Мне стало очень обидно за бабушку, которая и так старалась изо всех своих стареньких сил. Поэтому, хотя мне строго-настрого было приказано никогда не влезать в разговоры взрослых, я все же не выдержала и влезла.
— Пожалуйста, не кричи на бабушку, — заявила я сердито, — мы с ней тоже спешим на службу.
Мама с папой переглянулись и заулыбались во весь рот.
— Да, да, — подтвердила я, — нынче у Покрова отец Василий служит, и нам непременно надо там быть. Правда, бабушка?
Бабушка смутилась и заерзала на стуле, а папа, широко раскрыв рот, впился в нее взглядом.
— Эт-то что за отец у вас объявился? — грозно спросил он. — Что за фигура?
— Он не фигура, а батюшка из Покровской церкви, — добродушно разъяснила я. — Мы с бабушкой часто к нему ходим. И к иконе «Утоли моя печали». Кра-а-асивая! В золотой ризе...
Но тут раздался истерический вопль моей мамы. Все испугались. Дрожащим пальцем мама с ужасом указывала на пунцовый прыщик, утром вскочивший у меня возле верхней губы. Я, понятное дело, его немножко расковыряла, и он превратился в ранку, правда, очень маленькую. Ничего страшного в ранке не было, я и не такие болячки видывала на своем веку.
Когда мама чуточку пришла в себя, она категорически объявила, что запрещает бабушке таскать меня по церквам. Папа с ней согласился.

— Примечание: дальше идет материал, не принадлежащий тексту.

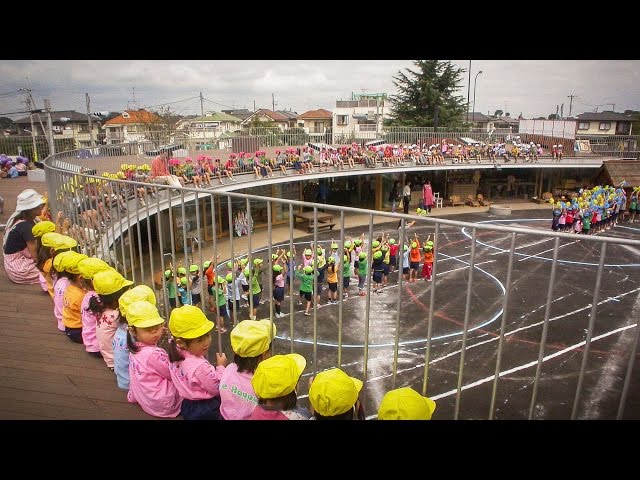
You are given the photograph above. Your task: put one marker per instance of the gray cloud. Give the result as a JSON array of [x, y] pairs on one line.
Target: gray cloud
[[530, 87]]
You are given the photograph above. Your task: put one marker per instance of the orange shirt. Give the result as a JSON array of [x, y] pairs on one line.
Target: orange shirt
[[209, 273], [46, 273], [71, 313]]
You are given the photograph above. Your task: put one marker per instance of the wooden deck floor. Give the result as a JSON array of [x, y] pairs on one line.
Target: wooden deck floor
[[43, 375]]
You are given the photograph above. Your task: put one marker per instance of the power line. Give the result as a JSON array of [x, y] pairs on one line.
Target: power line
[[218, 103]]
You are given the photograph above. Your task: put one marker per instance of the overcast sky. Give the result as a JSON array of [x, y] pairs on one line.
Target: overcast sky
[[530, 87]]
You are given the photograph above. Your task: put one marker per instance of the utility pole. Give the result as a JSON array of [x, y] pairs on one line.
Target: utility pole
[[47, 107], [33, 133], [88, 102], [468, 90], [570, 97], [202, 114]]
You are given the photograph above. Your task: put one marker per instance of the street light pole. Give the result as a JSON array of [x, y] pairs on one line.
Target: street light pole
[[473, 113], [468, 90]]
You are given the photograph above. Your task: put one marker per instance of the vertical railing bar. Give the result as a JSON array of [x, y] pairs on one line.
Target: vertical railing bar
[[432, 301], [291, 270], [545, 327], [465, 328], [250, 259], [627, 378], [232, 256], [315, 289], [505, 306], [365, 363]]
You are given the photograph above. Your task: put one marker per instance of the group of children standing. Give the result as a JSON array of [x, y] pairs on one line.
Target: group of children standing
[[593, 210]]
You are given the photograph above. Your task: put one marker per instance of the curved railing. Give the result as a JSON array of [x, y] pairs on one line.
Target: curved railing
[[519, 323]]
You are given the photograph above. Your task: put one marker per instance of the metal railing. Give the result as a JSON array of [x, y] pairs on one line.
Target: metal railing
[[472, 339]]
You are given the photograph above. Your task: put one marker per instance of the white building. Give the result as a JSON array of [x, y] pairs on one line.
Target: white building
[[360, 118]]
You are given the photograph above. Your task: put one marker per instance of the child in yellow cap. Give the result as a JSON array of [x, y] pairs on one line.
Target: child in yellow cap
[[333, 395], [405, 404], [197, 381], [59, 287], [88, 268], [72, 297], [43, 253], [109, 285], [251, 343], [119, 343], [275, 381], [150, 382]]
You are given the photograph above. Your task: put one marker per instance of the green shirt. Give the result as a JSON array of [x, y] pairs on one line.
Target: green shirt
[[221, 296], [255, 285], [307, 281], [171, 287]]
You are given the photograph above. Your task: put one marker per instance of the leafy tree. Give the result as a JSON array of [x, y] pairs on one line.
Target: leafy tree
[[427, 96]]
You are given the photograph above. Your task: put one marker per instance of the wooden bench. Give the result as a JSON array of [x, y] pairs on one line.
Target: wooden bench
[[321, 225], [306, 220]]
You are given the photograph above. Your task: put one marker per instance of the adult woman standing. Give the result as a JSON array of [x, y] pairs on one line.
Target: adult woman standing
[[427, 196], [19, 244], [406, 197]]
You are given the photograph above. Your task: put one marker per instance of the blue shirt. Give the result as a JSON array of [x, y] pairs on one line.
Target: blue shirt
[[121, 356]]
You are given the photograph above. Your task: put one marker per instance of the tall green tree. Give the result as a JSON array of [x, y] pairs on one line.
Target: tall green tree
[[427, 95]]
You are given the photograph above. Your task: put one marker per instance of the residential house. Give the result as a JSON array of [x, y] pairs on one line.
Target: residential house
[[267, 116], [317, 123], [603, 123], [70, 129], [360, 118], [480, 121], [204, 132], [132, 126]]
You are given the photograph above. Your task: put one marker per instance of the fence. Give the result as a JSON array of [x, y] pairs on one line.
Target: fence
[[506, 339]]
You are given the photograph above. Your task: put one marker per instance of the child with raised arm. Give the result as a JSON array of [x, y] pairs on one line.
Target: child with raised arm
[[197, 381], [119, 343], [150, 382], [109, 285], [274, 381], [73, 295], [88, 268]]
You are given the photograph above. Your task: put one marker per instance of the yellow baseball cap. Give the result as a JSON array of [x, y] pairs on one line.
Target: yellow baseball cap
[[58, 261], [405, 404], [251, 338], [92, 265], [51, 239], [64, 242], [142, 314], [43, 227], [109, 281], [333, 392], [135, 294], [189, 322], [278, 376], [70, 260]]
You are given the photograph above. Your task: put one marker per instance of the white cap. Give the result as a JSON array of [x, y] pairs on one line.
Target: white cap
[[28, 199]]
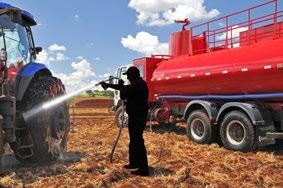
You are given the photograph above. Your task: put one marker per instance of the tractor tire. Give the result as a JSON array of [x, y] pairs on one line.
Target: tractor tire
[[49, 128], [199, 128], [118, 117], [237, 132]]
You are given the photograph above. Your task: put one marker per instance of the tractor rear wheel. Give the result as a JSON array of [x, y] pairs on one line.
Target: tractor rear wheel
[[48, 128]]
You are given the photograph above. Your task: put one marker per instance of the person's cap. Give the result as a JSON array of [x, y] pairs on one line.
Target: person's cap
[[132, 72]]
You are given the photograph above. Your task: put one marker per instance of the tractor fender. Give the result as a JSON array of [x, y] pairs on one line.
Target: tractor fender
[[209, 107], [25, 76], [251, 110]]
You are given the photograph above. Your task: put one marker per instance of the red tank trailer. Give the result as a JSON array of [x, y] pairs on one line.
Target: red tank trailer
[[224, 78]]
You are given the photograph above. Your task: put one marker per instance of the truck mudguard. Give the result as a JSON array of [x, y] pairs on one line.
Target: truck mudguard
[[209, 107], [25, 76], [251, 110]]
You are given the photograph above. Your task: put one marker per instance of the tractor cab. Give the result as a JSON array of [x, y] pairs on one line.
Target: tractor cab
[[16, 41]]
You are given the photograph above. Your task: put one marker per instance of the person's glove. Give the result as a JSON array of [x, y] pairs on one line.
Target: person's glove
[[104, 85], [120, 82]]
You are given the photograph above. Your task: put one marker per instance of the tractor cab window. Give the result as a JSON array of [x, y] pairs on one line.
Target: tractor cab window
[[141, 69], [17, 44]]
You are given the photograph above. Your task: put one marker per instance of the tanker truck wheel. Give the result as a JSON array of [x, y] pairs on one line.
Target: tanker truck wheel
[[237, 132], [119, 117], [199, 128], [48, 128]]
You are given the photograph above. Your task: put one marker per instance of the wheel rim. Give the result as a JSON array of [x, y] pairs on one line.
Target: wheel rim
[[60, 131], [120, 119], [235, 132], [198, 129]]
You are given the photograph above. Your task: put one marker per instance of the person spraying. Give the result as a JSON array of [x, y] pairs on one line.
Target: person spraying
[[136, 97]]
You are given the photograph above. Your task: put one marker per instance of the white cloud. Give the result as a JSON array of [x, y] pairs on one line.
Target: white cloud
[[56, 47], [81, 76], [61, 57], [106, 75], [164, 12], [90, 44], [145, 43]]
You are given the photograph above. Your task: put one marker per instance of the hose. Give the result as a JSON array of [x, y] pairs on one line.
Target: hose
[[119, 133]]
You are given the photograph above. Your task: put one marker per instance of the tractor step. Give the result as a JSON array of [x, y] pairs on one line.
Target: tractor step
[[21, 129], [275, 135], [26, 146]]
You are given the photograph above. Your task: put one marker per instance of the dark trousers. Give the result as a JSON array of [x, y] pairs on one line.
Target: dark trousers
[[137, 151]]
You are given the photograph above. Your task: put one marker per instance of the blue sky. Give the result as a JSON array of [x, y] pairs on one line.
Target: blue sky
[[86, 36]]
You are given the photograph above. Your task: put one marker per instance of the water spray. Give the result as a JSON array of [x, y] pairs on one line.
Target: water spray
[[54, 102]]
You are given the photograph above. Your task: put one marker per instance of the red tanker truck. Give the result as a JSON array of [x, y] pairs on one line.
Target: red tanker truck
[[224, 78]]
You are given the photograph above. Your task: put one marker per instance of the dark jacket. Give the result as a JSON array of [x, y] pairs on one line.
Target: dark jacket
[[136, 95]]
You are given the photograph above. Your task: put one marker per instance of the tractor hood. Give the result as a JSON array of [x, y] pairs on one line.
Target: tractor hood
[[17, 15]]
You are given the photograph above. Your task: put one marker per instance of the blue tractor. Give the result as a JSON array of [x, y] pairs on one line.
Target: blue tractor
[[24, 85]]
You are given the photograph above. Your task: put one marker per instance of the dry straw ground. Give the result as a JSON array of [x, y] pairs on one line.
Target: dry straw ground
[[174, 160]]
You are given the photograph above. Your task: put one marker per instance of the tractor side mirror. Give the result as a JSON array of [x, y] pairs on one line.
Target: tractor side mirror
[[38, 49], [111, 80]]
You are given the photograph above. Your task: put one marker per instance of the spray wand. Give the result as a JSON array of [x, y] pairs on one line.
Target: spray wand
[[119, 133]]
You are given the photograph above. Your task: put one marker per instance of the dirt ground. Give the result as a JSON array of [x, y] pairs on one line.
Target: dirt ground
[[174, 160]]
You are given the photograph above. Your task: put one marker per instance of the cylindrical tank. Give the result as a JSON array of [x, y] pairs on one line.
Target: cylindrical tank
[[253, 69]]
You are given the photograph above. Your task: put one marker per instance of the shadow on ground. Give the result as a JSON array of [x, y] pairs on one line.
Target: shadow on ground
[[167, 128], [28, 173]]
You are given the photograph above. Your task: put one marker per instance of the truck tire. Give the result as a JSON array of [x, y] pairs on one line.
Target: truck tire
[[118, 117], [237, 132], [48, 128], [199, 128]]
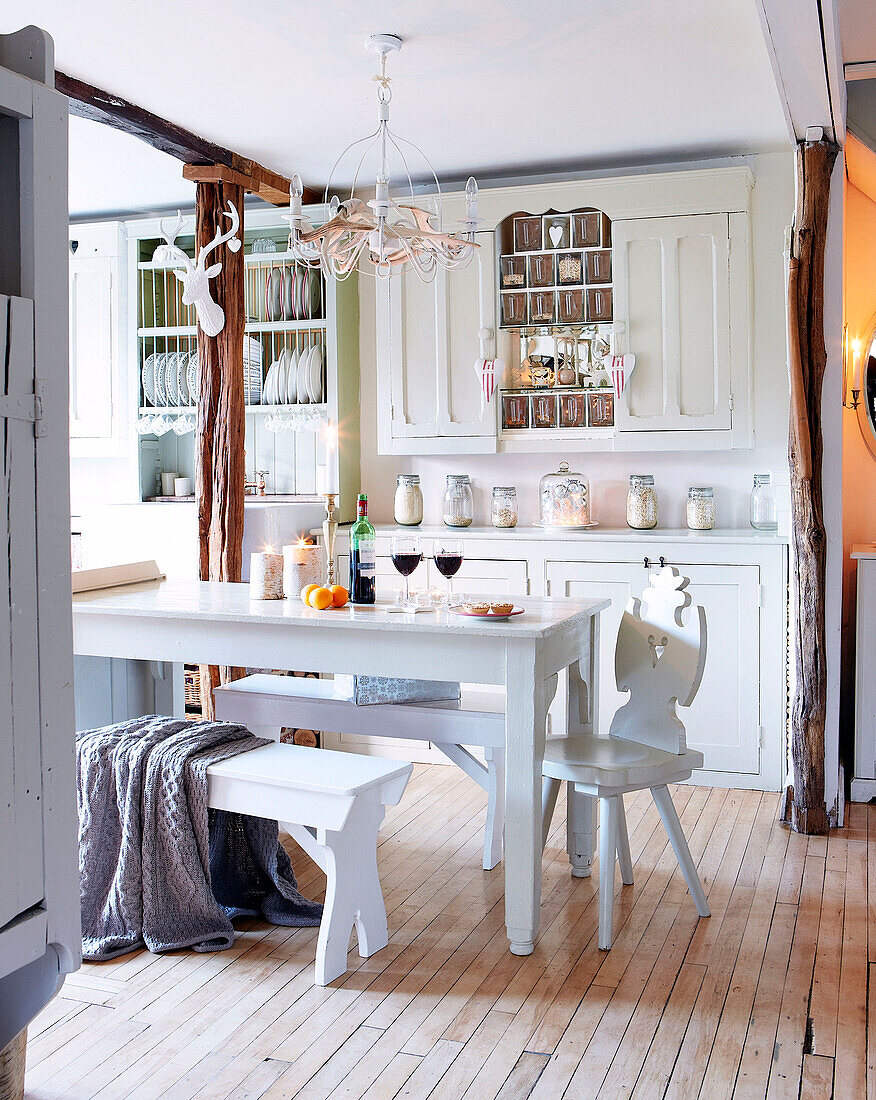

— Ты можешь хоть каждый день якшаться с Василиями и прочими преподобными отцами. Но Татьяну (то есть меня) оставь в покое. Девочке осенью в школу идти, и незачем забивать ей голову религиозными бреднями.
Мама долго не могла успокоиться и допить чай, зубы ее стучали о край стакана.
— Не понимаю, как вы могли разрешить Танечке прикладываться к этой «Утоли моя печали»? — нервно заговорила мама. — Ведь ее, икону вашу, до Танечки слюнявило множество ртов. На ней же сплошные микробы! Вы хотя бы догадались одеколоном протереть местечко.
Папа засмеялся.
— Ну, это уж ты чересчур хватила! Ты бы еще посоветовала икону формалином опрыскать. Так тебе церковники и разрешат: мол, нарушаете благолепие храма.
Тут бабушка, которая все это время не проронила и словечка, вдруг поднялась и, сурово глядя на маму, сказала:
— Вот что, моя милая! У матушки-богородицы «Утоли моя печали» хватит силов управиться с микробами почище твоего одеколона. И вообще вас обоих моя вера не касается. Не велите Танечку с собой брать, я не буду. Пускай дите растет нехристем! А насчет прыщика не сумлевайтесь: разок зеленкой помажу — как рукой снимет.
Папа снова переглянулся с мамой, потом оба взглянули на часы, охнули и, опрокинув стулья, выскочили из-за стола и исчезли за дверью. А мы с бабушкой продолжали чаевничать, вернее, бабушка чаевничала, а я молочничала.
Отпив чаю и убрав посуду со стола, бабушка подвела меня к окну и долго разглядывала ранку на губе, потом, навертев на спичку ватку, смазала чем-то очень жгучим и невкусным.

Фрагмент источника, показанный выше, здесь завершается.